Speech Voorzitter Benoit Mottrie – 24/04/2017, 20.00 uur.
In 1862, the City of Ieper decided to demolish the old Menin Gate, which had stood at this spot since medieval times. It was also decided that two stone lions – which had been removed from the ceremonial staircase leading to the Cloth Hall – should also be given a new home at this opening in the ramparts.
It was there that they still stood when war came to Ieper in 1914. During the next four years, thousands of soldiers, Australian and many other nationalities passed the lions on their way to the front.
For many, it was one of the last things they saw before meeting their destiny in the muddy battlefields of the Ieper Salient.
It has often been said of these soldiers that they, too, were like lions: lion-like in their courage, lion-hearted in their willingness to sacrifice their lives for what they believed to be a just cause. It is this courage and this sacrifice that we remember each evening in the Last Post Ceremony, tonight for the 30,655th time.
Tijdens de Groote Oorlog stonden de twee stenen leeuwen bij de doorgang in de vestingen ter hoogte van de Menenpoort.
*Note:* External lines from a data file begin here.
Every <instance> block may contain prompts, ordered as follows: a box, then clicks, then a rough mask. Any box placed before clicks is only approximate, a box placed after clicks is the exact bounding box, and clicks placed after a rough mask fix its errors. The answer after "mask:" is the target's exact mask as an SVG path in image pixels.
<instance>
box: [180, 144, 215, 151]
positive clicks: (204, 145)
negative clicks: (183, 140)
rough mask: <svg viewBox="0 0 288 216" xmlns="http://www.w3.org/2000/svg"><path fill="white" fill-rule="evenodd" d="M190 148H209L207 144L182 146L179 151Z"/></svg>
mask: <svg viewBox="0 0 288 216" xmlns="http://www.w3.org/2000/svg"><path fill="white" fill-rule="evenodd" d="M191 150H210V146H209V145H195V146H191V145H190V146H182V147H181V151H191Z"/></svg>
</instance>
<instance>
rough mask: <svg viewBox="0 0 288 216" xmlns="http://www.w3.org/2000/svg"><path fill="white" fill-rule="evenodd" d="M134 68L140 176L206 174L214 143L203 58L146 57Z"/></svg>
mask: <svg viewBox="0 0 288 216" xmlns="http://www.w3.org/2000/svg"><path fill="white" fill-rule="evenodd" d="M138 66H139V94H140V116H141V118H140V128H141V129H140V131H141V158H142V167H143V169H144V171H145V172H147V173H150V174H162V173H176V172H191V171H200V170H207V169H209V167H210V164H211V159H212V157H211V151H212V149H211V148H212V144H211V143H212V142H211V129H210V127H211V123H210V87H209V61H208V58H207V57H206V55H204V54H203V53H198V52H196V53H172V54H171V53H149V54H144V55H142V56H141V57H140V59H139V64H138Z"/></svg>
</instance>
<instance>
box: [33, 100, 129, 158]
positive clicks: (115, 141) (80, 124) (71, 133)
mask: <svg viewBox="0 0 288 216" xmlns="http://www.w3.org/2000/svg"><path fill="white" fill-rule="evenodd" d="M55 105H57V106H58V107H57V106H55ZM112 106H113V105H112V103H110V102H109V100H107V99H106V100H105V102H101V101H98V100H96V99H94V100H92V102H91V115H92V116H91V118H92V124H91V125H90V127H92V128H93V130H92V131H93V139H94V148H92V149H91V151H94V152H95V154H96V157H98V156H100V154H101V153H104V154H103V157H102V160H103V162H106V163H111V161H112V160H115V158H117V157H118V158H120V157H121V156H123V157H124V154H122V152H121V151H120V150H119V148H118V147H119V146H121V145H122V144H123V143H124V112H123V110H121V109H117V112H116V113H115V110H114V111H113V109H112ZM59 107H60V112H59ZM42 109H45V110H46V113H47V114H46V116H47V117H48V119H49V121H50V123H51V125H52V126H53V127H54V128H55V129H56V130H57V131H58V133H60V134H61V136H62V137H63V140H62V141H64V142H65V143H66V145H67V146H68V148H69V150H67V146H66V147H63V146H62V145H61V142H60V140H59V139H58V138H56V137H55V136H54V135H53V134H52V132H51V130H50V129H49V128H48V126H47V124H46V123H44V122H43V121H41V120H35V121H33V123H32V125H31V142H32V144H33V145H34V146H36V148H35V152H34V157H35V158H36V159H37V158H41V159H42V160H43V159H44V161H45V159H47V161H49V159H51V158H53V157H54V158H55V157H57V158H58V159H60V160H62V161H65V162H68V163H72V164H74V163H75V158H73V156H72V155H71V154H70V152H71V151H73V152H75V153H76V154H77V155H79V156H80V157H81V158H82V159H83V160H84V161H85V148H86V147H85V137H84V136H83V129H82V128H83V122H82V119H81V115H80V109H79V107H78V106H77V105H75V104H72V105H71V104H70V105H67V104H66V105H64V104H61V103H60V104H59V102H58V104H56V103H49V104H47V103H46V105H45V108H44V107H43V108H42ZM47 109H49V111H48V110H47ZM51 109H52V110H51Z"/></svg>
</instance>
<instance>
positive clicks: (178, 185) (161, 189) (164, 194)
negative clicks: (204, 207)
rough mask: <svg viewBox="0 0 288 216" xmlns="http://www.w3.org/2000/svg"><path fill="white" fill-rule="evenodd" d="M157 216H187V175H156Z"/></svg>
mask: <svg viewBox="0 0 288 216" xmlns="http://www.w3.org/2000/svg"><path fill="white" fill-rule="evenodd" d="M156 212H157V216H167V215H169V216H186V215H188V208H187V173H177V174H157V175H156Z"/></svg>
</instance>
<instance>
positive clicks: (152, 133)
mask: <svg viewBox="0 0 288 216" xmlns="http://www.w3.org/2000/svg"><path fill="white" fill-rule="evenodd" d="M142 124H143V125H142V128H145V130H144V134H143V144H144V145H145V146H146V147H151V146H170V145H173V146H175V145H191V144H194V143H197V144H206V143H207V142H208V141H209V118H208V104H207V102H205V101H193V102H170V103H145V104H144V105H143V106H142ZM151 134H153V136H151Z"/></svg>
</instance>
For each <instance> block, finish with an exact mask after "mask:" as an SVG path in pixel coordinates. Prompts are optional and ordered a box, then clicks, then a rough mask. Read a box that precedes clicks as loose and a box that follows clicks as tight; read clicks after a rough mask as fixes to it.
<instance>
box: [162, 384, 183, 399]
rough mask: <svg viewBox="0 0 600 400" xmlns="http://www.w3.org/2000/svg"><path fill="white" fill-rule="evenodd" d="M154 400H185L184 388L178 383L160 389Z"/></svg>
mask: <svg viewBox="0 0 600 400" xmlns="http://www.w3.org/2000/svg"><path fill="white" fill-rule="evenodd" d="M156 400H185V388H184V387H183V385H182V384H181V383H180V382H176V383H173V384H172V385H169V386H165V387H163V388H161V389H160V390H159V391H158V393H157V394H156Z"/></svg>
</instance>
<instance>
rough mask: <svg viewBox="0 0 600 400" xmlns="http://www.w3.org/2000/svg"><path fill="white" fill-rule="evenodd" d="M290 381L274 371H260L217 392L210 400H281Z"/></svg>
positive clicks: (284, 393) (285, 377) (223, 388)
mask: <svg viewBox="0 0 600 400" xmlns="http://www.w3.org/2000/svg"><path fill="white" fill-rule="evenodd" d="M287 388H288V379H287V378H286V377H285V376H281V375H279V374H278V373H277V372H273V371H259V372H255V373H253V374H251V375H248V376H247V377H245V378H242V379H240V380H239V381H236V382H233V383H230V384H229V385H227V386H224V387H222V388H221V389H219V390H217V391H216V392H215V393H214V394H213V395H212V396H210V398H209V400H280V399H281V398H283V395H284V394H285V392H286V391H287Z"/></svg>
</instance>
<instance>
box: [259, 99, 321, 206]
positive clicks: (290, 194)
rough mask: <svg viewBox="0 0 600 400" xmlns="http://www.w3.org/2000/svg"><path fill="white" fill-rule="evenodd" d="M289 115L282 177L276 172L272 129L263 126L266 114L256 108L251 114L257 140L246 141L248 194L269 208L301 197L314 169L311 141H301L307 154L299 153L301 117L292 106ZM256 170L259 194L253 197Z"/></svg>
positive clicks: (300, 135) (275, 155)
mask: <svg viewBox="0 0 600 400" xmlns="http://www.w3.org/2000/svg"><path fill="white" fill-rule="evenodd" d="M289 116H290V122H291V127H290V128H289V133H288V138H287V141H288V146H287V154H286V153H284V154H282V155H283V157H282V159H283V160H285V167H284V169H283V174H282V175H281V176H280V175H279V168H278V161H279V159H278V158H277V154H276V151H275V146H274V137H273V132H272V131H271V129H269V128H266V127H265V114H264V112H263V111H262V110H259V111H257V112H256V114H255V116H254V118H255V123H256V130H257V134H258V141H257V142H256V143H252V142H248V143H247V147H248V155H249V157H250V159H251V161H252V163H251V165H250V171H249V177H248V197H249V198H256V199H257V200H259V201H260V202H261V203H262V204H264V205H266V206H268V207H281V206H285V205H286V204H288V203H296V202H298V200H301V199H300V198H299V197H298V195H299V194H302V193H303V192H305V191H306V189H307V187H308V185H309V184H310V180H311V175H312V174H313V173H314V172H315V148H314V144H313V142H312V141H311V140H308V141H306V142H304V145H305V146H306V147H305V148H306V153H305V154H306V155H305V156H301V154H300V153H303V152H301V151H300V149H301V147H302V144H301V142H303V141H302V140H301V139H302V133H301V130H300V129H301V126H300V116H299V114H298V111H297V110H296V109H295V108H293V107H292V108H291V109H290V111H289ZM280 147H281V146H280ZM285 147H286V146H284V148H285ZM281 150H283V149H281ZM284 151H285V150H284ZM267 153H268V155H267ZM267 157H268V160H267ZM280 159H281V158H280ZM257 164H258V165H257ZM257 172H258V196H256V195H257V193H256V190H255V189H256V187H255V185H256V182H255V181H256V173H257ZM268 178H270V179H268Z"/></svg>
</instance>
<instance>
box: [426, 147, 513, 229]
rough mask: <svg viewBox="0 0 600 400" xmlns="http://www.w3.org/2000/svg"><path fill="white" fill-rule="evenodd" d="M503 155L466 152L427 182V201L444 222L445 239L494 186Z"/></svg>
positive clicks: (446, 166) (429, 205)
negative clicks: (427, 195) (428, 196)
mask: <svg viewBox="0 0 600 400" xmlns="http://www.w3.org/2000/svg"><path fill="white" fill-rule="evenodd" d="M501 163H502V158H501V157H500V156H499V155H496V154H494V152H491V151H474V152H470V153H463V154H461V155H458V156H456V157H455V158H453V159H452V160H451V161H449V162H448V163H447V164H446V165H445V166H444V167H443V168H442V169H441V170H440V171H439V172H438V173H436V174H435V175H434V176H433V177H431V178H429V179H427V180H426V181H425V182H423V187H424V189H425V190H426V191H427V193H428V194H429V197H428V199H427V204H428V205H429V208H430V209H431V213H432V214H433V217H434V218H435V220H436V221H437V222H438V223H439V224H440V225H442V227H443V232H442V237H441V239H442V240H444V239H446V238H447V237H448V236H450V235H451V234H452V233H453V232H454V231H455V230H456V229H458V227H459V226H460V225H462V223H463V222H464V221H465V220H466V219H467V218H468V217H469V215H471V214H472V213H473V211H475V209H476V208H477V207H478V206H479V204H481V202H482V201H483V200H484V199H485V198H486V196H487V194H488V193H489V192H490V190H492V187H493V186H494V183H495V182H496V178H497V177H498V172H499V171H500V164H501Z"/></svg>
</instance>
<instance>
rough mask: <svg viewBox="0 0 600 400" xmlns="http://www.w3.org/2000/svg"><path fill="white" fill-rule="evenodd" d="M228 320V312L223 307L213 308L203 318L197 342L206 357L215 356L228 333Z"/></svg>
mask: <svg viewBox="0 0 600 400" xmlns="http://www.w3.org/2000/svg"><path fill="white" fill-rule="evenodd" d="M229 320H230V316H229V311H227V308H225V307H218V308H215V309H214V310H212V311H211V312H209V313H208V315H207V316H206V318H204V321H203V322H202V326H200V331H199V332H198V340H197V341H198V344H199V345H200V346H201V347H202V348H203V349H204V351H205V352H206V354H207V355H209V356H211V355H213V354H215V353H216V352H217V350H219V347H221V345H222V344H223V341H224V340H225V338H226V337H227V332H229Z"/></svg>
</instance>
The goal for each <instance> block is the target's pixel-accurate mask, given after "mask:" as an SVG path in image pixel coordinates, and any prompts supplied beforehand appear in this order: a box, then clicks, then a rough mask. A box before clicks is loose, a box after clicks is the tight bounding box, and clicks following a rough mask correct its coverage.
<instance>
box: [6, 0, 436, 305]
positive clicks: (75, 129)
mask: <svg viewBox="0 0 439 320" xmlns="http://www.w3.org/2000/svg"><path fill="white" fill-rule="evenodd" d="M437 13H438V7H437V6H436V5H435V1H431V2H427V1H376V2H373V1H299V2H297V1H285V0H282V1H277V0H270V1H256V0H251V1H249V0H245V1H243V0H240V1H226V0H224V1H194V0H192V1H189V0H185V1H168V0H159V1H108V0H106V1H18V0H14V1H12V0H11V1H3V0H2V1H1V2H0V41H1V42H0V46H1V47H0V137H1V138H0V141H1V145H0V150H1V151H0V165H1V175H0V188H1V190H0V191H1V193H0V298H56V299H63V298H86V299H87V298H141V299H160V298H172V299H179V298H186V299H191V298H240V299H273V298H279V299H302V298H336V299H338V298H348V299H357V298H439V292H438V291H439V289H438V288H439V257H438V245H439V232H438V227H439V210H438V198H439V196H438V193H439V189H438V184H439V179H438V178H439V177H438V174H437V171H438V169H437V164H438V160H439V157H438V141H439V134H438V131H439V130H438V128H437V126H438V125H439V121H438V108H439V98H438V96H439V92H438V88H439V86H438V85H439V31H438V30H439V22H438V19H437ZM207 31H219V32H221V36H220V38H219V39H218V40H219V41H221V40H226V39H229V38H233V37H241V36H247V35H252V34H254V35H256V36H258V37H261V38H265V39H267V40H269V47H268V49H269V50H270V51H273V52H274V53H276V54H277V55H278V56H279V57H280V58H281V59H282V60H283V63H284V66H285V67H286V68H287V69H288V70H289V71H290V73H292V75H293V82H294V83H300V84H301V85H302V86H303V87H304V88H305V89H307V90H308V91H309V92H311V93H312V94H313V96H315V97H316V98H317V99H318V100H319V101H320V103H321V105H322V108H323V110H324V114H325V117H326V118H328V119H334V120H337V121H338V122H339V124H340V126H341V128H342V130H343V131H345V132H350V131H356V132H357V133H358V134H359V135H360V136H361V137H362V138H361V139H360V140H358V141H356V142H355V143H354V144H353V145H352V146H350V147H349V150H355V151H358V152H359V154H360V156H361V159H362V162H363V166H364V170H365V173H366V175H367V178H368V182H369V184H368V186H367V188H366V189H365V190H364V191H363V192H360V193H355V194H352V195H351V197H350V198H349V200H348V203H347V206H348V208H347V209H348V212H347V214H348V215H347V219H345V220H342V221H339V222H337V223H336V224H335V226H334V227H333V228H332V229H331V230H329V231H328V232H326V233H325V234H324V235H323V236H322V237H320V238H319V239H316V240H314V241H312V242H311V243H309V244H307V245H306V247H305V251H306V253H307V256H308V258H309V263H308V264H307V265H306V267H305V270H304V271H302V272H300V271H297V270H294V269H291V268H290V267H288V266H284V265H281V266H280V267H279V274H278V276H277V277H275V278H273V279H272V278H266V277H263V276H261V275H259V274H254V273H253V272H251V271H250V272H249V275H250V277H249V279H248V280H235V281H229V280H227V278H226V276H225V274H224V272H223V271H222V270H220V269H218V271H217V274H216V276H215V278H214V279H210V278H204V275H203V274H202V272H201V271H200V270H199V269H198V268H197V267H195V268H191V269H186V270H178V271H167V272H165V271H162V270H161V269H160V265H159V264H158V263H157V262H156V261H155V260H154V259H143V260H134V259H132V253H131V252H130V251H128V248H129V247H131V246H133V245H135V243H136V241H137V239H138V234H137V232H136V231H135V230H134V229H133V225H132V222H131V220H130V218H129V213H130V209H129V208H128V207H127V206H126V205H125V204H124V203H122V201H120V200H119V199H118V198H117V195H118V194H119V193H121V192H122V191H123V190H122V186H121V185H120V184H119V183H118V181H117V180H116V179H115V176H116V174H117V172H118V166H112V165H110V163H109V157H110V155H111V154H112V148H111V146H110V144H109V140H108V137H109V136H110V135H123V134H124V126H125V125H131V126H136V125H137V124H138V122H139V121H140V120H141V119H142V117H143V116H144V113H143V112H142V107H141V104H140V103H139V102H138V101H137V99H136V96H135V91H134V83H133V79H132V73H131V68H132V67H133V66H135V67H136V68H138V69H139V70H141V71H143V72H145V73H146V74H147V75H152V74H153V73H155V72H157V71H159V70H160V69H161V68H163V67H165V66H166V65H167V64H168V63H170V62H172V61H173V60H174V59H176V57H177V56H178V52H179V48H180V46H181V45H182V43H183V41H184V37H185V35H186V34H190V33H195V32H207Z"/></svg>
Talloze soldaten passeerden deze leeuwen op weg naar de slagvelden. Voor velen was het één van de laatste dingen die ze ooit zagen, want bijna twee honderd duizenden keerden nooit meer terug.
Er zijn meerdere raakvlakken tussen de leeuwen en de soldaten : ze vochten met de legendarische dapperheid van leeuwen en waren bereid hun edelmoedig leeuwenhart op te offeren om onze vrijheden te verdedigen. Het is deze moed en dit offer dat wij iedere avond tijdens de Last Post herinneren, vanavond voor de 30.655ste maal.
So we are honoured to see the Menin Gate lions back in their place, so that they can once again remind us of what we have lost, of what we share and of the debt we owe to these who paid the ultimate price to ensure that we might live in freedom.
We are grateful to the Australian War Memorial and the Government of Australia for making this historic occasion possible. It is a fitting tribute to the almost thirteen thousand Australian soldiers who died in Belgium during the Great War, and a reminder to the many Australian visitors who will attend our daily ceremony.
Of course, we will be sorry to see the lions go in November, when they return to Canberra, where they have found their second home since 1936. But even when they are no longer here, the spirit that they embody will remain with us, just as the spirit embodied by the soldiers of the Great War, whose names are engraved on the walls behind me.
This all underlines our common history that has made us what we are today, a history of which we all can rightly be proud. As proud as lions.